10) The UK services PMI fell below 50 at 48.9 from 51.3 in February. The estimate was 50.9 and the March print is the worst since July 2016. Markit said “Service sector order books have contracted at the steepest rate since the height of the global financial crisis in 2009 so far this year, with companies reporting that Brexit uncertainty has dampened demand and led to cancelled or deferred spending, exacerbating a headwind from slower global economic growth.”
11) The March Markit construction PMI remained below 50 for the 2nd straight month for the first time since mid 2016 “amid subdued inflows of new work.” It did though creep up to 49.7 from 49.5 but “Brexit related uncertainty continued to generate indecisiveness, ultimately hitting order book volumes.” Internally, “Another fall in commercial work and civil engineering activity more than offset a modest upturn in residential building.”

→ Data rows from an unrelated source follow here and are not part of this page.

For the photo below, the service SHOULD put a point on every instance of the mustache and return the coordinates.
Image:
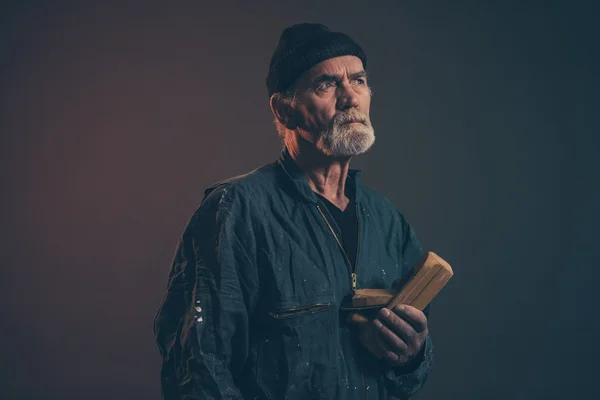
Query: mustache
(349, 116)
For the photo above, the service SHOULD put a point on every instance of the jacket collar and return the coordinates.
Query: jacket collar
(299, 181)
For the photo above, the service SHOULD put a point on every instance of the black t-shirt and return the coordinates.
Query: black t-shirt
(347, 224)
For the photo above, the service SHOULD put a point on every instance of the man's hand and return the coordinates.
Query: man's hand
(396, 336)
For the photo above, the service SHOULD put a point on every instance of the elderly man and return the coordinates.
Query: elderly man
(254, 305)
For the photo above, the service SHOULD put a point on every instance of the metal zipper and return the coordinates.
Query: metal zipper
(354, 275)
(294, 311)
(343, 251)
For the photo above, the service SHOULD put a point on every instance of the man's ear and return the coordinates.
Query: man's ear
(283, 111)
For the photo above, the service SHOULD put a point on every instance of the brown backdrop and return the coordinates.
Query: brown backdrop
(116, 115)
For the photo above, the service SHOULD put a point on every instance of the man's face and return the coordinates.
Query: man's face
(331, 108)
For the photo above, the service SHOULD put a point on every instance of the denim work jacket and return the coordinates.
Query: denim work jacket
(253, 302)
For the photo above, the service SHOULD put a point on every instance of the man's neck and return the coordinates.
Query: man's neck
(326, 175)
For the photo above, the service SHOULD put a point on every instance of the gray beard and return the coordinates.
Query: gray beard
(343, 139)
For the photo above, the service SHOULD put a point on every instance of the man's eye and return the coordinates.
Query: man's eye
(327, 85)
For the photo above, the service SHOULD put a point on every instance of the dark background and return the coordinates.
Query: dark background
(116, 115)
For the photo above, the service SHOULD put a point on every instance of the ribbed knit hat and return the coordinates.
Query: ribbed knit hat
(303, 46)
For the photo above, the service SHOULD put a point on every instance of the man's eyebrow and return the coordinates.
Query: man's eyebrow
(326, 78)
(361, 74)
(330, 77)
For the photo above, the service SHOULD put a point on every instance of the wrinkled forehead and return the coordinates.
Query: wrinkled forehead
(343, 66)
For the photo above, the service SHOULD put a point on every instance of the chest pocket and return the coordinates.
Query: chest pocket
(297, 357)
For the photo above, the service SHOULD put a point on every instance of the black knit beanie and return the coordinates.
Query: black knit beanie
(303, 46)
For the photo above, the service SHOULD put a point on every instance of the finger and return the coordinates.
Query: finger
(413, 316)
(394, 342)
(357, 319)
(399, 327)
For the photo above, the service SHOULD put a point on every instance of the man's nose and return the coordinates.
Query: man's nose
(347, 97)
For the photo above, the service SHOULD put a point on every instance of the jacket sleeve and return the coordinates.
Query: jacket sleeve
(405, 382)
(215, 333)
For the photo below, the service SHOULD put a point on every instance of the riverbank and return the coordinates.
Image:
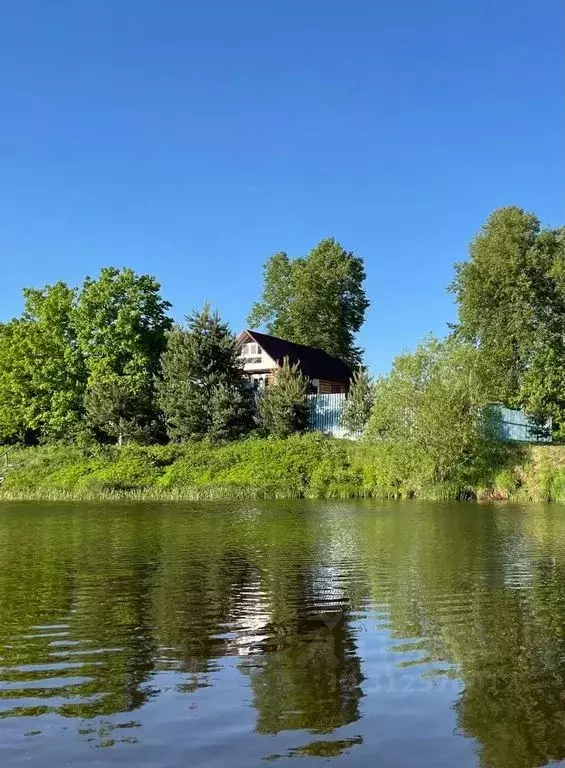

12) Japan’s services index fell to 52 from 52.3 as business confidence fell to an 18 month low. The new worry is whether the VAT will be hiked as planned this October.
13) Japan’s Q1 manufacturing Tankan report saw a 7 pt q/o/q decline to 12. The estimate was 13. The outlook also fell by 7 pts to just 8, 4 pts below the estimate. There was also weakness in services. The manufacturing indices for small companies also deteriorated. Also, capital spending plans slowed to almost nothing, up by 1.2%.
14) The upward wage momentum seen last year has completely disappeared in Japan. Regular pay in February fell .1% y/o/y after a .6% drop in January. The hopeful caveat is the Labor Ministry changed its methodology in calculating the number and that resulted in an aberration.
15) Hong Kong’s PMI fell to 48 from 48.4 and has yet to see a spill over from the increase in confidence on the Mainland. Markit said “Business conditions continued to deteriorate in March amid a worsening demand environment.”
16) India’s PMI for March fell to 52.6 from 54.3. Markit said “Although global headwinds and a general slowdown in trade present some concerns for the future health of Indian manufacturers’ order books, so far companies have been able to weather the storm and secure healthy inflows of new work from abroad.”
17) Malaysia’s PMI fell .4 pts to 47.2. The Philippines index was down by .4 pts to 51.5.
18) South Korea said its March exports fell by 8.2% y/o/y, a slightly deeper fall than the drop of 7% expected. Imports fell almost 7%.